Gluten#

Apache Gluten is a Spark plugin developed by Intel, designed to accelerate Apache Spark with native libraries. Currently, only CentOS 7/8 and Ubuntu 20.04/22.04, along with certain Spark versions, are supported. Users can employ the following methods to utilize the Gluten with Velox native libraries.

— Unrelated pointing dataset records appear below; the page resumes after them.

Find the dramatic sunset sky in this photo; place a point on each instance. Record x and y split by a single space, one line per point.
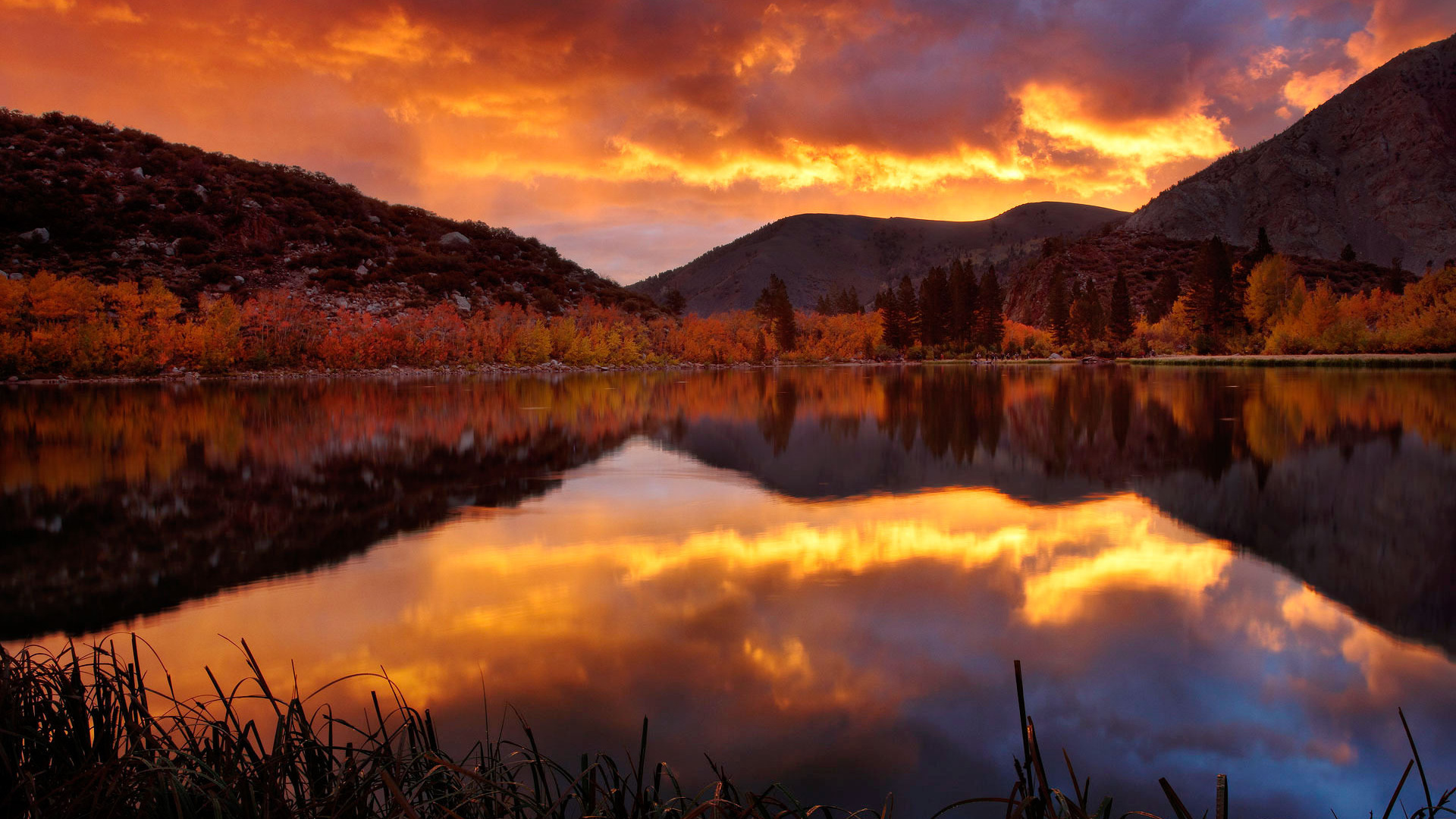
637 134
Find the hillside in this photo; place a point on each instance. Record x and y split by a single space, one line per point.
118 205
1375 167
814 253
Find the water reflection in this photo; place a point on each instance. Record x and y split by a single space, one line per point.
811 575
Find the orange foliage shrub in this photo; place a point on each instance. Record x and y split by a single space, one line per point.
69 325
1025 340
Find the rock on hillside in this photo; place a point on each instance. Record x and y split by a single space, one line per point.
1373 167
120 205
816 253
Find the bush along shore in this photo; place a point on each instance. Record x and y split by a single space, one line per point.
72 327
85 735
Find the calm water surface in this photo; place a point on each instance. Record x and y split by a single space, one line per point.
816 576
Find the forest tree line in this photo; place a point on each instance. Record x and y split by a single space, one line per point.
1253 303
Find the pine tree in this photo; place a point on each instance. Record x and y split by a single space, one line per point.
1120 312
893 318
1164 297
777 311
1212 295
1261 249
1088 319
1057 309
1394 279
935 308
965 300
990 321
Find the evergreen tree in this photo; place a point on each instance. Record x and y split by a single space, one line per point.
1120 312
1212 293
1164 297
1261 249
1088 318
1394 279
909 311
965 300
935 308
1057 308
990 321
777 311
824 305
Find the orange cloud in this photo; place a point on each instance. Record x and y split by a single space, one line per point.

Building(with velox Backend)#

Build gluten velox backend package#

Git clone gluten project, use gluten build script buildbundle-veloxbe.sh, and target package is in /path/to/gluten/package/target/

git clone https://github.com/apache/gluten.git
cd gluten

## The script builds jars for spark.
./dev/buildbundle-veloxbe.sh

Usage#

You can use Gluten to accelerate Spark by following steps.

Installing#

Add gluten jar: copy /path/to/gluten/package/target/gluten-velox-bundle-spark3.x_2.12-*.jar $SPARK_HOME/jars/ or specified to spark.jars configuration

Configure#

Add the following minimal configuration into spark-defaults.conf:

spark.plugins=org.apache.gluten.GlutenPlugin
spark.memory.offHeap.size=20g
spark.memory.offHeap.enabled=true
spark.shuffle.manager=org.apache.spark.shuffle.sort.ColumnarShuffleManager

More configuration can be found in the documentation.